Вместо тряски началось мотание из стороны в сторону. Вот-вот сани опрокинуться вверх лыжами. Лед на речке ровный. Вправо, влево, вправо... Иван Иванович боялся сорвать голос. Тогда водитель не расслышит — и каюк.
Сани остановились. Что-то теплое влажное коснулось щетины Ивана Ивановича возле уха и голосок:
— Спасибо! Счастливо, Иван Иванович!
Из распахнутой дверцы обдало стужей, запахом свежего снега. Темные, согнувшиеся под тяжестью ноши фигурки, опираясь, лыжами, как шестами, взобрались на берег и исчезли в кустах. Иван Петрович крикнул:
— Порядок! Жми до омута и поворот обратно.
Продолжая показывать дорогу водителю, Иван Иванович раздраженно думал: «Тоже мужики! Навьючили девчонку, что ишака. Могли бы взять ее мешок на себя. Грыжу бы не нажили»...
На омуте плавно развернулись и понеслись обратно. Какие лещи клевали здесь! Придется ли увидеть эти родные места еще. Иван Петрович ткнул в плечо и показал на вспышки и трассы снарядов.
— У них тут что-то важное. Ишь как охраняют!— И подсвечивая фонариком, что-то пометил на карте.
Когда сани снова неслись по глади залива, он тоже что-то подсвечивал..., но вдруг запахло махоркой, и Иван Петрович протянул горящую толстую цигарку. Такую же он подал водителю, прокричав:
— Кури ребята! Наши патрули сегодня на лед не выйдут еще полчаса. Так надо. Финские сюда не ходят, а немцы боятся.
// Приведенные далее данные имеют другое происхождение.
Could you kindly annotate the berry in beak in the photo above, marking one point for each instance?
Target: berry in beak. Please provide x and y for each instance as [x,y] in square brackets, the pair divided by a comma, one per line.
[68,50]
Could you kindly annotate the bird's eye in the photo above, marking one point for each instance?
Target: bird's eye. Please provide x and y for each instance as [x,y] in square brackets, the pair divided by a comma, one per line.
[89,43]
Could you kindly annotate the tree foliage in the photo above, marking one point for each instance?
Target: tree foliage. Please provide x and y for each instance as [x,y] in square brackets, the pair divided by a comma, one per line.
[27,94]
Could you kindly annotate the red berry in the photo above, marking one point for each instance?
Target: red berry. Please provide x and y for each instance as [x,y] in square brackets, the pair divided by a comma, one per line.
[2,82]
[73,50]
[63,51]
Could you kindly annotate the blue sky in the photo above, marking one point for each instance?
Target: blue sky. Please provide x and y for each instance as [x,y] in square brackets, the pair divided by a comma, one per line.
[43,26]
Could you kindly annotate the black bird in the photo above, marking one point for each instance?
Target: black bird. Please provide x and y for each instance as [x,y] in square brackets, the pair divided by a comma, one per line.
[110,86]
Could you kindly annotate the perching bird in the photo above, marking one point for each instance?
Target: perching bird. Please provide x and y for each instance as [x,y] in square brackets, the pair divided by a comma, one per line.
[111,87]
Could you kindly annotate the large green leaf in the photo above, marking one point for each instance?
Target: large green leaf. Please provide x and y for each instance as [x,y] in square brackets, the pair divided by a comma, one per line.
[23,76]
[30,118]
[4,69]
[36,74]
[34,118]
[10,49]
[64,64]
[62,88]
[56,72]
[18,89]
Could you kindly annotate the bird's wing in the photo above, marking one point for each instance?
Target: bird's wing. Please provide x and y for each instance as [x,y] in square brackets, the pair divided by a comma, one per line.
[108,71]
Всего прошло два с небольшим часа. Только что побывал в родных местах. Словно во сне увидел и проснулся. Иван Иванович сел на стул и почувствовал, насколько он устал.
Капитан порта спал на диване, накрывшись с головой кожанным меховым пальто. Посидев без движения с закрытыми глазами, перед которыми неслись, крутились белые, желтые пятна и полосы, Иван Иванович осторожно, чтоб не шуметь, подкинул угля в печку. Поискал бумажку, чтобы оставить записку. Но в это время капитан порта поднял голову и спросил:
— Уже? Так быстро?
— Да тут недалеко было. У Стрель-ны,— небрежно ответил Иван Иванович.
— Фу-ты, тогда бы другого послал. А ведь требовали знающего все южное побережье залива,— проворчал он.
Иван Иванович с гйречью подумал: «Вот времена настали; своему другу, начальнику, правды открыть нельзя».